Mültecilere dair bu soruların cevabını merak ediyor veya duymak istiyor muyuz yoksa kendi yaşantımızı kurma telaşında herkesi ve her şeyi önemsizleştiriyor muyuz? Önemsizleştirenler, bu topraklardaki yaşamların geleceğini birlikte, bir bütün olarak kurmak zorunda olduğunu anlamayanlardır. Merak edenler ve geleceği birlikte kurmak isteyenler ise Ercüment Akdeniz’in 2016 yılında çıkardığı Sığınamayanlar kitabı bize bu soruların cevabını veriyor. Hem de olanca açıklığıyla ve mültecilerin ağzından. Altı bölümden oluşan kitap Türkiye’yi geçiş ülkesi olarak kullanan sığınmacıların yaşantılarına odaklanıyor.
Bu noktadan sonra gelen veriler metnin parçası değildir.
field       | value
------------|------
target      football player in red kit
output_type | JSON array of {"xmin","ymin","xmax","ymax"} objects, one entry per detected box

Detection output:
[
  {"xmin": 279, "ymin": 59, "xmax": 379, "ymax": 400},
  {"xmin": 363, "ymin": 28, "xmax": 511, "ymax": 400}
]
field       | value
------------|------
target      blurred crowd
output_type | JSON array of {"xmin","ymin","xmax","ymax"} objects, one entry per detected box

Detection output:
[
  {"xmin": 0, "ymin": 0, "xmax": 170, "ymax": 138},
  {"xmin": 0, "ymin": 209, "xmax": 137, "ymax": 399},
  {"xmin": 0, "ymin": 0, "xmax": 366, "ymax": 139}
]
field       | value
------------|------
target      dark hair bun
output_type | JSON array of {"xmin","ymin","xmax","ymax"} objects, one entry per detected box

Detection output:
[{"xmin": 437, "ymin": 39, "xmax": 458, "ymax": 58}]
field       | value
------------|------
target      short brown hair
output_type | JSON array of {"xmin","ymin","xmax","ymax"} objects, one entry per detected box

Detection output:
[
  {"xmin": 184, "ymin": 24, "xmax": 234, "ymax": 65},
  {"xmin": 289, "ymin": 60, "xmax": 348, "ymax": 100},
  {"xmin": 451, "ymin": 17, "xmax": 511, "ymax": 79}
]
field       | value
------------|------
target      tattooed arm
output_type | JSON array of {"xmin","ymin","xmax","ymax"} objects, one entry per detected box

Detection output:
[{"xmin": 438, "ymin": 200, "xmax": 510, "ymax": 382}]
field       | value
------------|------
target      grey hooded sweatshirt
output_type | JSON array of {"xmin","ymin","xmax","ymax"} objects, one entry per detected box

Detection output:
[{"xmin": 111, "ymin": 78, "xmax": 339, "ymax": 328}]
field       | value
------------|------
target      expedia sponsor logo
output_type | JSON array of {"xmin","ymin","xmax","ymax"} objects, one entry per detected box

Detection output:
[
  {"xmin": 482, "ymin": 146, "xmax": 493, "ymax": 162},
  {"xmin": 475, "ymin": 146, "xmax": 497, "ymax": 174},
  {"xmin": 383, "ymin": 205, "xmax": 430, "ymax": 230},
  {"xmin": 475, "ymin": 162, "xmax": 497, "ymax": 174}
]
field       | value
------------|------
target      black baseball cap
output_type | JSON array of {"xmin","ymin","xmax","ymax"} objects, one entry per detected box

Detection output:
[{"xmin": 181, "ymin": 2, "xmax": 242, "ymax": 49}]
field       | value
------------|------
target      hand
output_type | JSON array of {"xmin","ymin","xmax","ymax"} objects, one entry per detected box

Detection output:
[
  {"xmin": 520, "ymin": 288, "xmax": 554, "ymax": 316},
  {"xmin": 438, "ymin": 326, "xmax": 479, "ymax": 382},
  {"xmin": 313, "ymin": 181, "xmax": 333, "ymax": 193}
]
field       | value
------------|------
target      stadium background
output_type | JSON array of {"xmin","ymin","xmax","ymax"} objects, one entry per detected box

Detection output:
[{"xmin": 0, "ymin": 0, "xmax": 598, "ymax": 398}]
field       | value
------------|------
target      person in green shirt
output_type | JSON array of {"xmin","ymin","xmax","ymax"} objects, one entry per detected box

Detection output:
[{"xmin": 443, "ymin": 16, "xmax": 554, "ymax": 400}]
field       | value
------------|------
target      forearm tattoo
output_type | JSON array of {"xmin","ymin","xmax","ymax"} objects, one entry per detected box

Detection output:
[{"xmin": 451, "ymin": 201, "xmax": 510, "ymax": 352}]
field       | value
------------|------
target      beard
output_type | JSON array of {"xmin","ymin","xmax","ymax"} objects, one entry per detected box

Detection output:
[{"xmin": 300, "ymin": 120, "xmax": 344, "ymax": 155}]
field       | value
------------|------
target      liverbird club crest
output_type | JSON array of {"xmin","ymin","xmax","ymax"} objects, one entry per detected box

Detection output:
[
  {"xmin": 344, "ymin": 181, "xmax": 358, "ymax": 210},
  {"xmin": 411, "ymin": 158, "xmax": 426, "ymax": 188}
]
Onların yaşantılarından ve beklentilerinden yola çıkarak Türkiye’nin ve uluslararası sistemin politikasını ortaya koyuyor ve birlikte bir çıkış yolu mümkün mü diye soruyor. Kitapta en dikkat çeken konulardan birisi ise sığınmacıların Türkiye’deki yaşam ve çalışma koşulları üzerine değerlendirmeleri. Günlük yaşamda ayrımcılık ve insan onuruna yakışmayan çalışma koşulları o kadar ağır geliyor ki sığınmacılar ölümle bitme ihtimali yüksek olan sonu belirsiz bir yolculuğa bile ikna oluyorlar.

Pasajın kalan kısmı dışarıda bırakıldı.